With the exception of the Mac, my experience with user graphical environments has generally been that they operate at a “higher layer” than the network stuff underneath. They generally accept whatever they’re given by the network, and with the exception of some graphical tools to make configuration easier, don’t mess with the network configuration much.

That has apparently all changed with Gnome 3. Perhaps in an effort to act “Mac-like”, Gnome 3 attempts to reconfigure the network interfaces and creates new logical interfaces. Because my interfaces were set as “unmanaged”, Gnome (specifically the NetworkManager application) didn’t actually do this, but I had trouble getting applications like Firefox and Thunderbird to connect to the network. I reconfigured them to Managed, and suddenly I lost the static IP configuration I had. I had to manually reconfigure them to get back to “normal”.

However, I noticed that I was getting a LOT of syslog messages.  Every minute or so, syslog reported a configuration action including a number of errors such as:

NetworkManager[5700]: <error> [1325458737.135085] [nm-system.c:1061] nm_system_replace_default_ip6_route(): (eth2): failed to set IPv6 default route: -1

Despite the errors, IPv6 was working just fine, but I didn’t want the system generating all of these errors, so I disabled IPv6 and the errors stopped. I got busy with the search engines, and it appears that this is a problem that is shared with some other Unix variants, including Arch Linux and Debian. I haven’t seen any resolution to this; I have also submitted a question to the Fedora Forums regarding this problem.  It appears that every time my router sends an IPv6 route advertisement, this error cycle restarts.  It shouldn’t be doing anything unless the route advertisement has changed.

Following the disabling of IPv6, I got a lot of errors from named (the BIND name server) not being able to reach IPv6 addresses in the course of resolving addresses.
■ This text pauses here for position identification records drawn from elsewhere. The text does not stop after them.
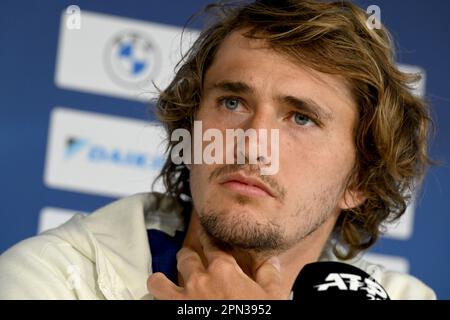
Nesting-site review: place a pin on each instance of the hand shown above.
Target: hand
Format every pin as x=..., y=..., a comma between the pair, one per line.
x=221, y=279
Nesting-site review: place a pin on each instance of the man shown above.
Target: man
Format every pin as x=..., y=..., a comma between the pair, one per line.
x=352, y=142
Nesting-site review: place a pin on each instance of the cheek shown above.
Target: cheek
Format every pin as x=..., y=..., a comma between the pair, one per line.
x=307, y=164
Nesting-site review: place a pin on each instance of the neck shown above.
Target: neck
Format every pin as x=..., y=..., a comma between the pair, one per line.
x=292, y=260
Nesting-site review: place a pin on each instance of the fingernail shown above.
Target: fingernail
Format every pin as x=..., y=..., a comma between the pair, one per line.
x=276, y=263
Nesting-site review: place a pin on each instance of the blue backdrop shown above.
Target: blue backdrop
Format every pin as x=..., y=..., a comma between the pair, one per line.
x=29, y=33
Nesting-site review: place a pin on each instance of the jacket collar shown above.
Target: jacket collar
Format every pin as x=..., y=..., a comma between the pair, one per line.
x=117, y=240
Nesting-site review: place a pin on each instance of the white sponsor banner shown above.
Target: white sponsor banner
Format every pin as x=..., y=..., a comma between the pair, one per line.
x=118, y=56
x=50, y=218
x=392, y=263
x=102, y=154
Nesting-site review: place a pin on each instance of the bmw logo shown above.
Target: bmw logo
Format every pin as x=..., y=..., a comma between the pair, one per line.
x=131, y=59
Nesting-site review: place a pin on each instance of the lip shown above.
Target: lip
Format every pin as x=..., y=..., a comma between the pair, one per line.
x=243, y=184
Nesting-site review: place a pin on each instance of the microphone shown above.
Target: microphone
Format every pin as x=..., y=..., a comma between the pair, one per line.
x=337, y=281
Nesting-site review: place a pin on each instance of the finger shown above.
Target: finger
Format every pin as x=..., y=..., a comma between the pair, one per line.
x=188, y=263
x=212, y=252
x=268, y=275
x=162, y=288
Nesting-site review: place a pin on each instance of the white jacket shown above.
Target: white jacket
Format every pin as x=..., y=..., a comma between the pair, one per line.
x=106, y=255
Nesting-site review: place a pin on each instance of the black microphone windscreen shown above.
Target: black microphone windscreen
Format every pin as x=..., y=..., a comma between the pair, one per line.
x=335, y=280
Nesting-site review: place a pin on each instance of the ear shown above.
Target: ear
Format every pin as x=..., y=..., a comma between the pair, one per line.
x=351, y=199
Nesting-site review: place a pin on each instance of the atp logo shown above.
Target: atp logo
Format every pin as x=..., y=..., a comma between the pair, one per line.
x=353, y=282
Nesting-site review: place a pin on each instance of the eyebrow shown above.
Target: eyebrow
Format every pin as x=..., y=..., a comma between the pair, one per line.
x=301, y=104
x=306, y=105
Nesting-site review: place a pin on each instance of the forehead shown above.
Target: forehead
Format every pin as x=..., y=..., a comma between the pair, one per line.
x=240, y=58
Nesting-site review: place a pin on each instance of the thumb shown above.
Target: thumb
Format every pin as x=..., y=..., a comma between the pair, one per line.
x=268, y=275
I added the -4 option in /etc/sysconfig/named to cause it to only use IPv4 for the time being.

Bottom line: IPv6, for me at least, is basically unusable in Fedora 16.  This is a serious deficiency.

Services

Fedora 16 has changed the way that system services (daemons, etc) are managed.  While in the past this was done directly with the service and chkconfig commands, this is now done with the systemctl command.  Fortunately, service commands are still accepted and translated into systemctl commands for those of us for whom habits die slowly.

One of the first things I noticed on upgrading to Fedora 16 is that dovecot, the IMAP server I use, no longer worked. It turns out that the service was disabled for some unknown reason. Re-enabling and starting the service solved the problem

But after a day or so I noticed that I was no longer receiving logwatch emails. It turns out that the crond process had similarly been disabled and was not running. While dovecot is something that not everyone uses, I am really puzzled about why cron would have been disabled.

Summary

This year’s Fedora upgrade involved about the same level of problems as previous years, with some chronic problems (boot, graphics) and some unique problems (networking, services). I am quite unhappy at having to disable IPv6 to keep the system from reconfiguring the network every minute or so; I hope this problem is fixed soon. Otherwise, this seems to have been an OK upgrade, but I’m glad this only happens once a year.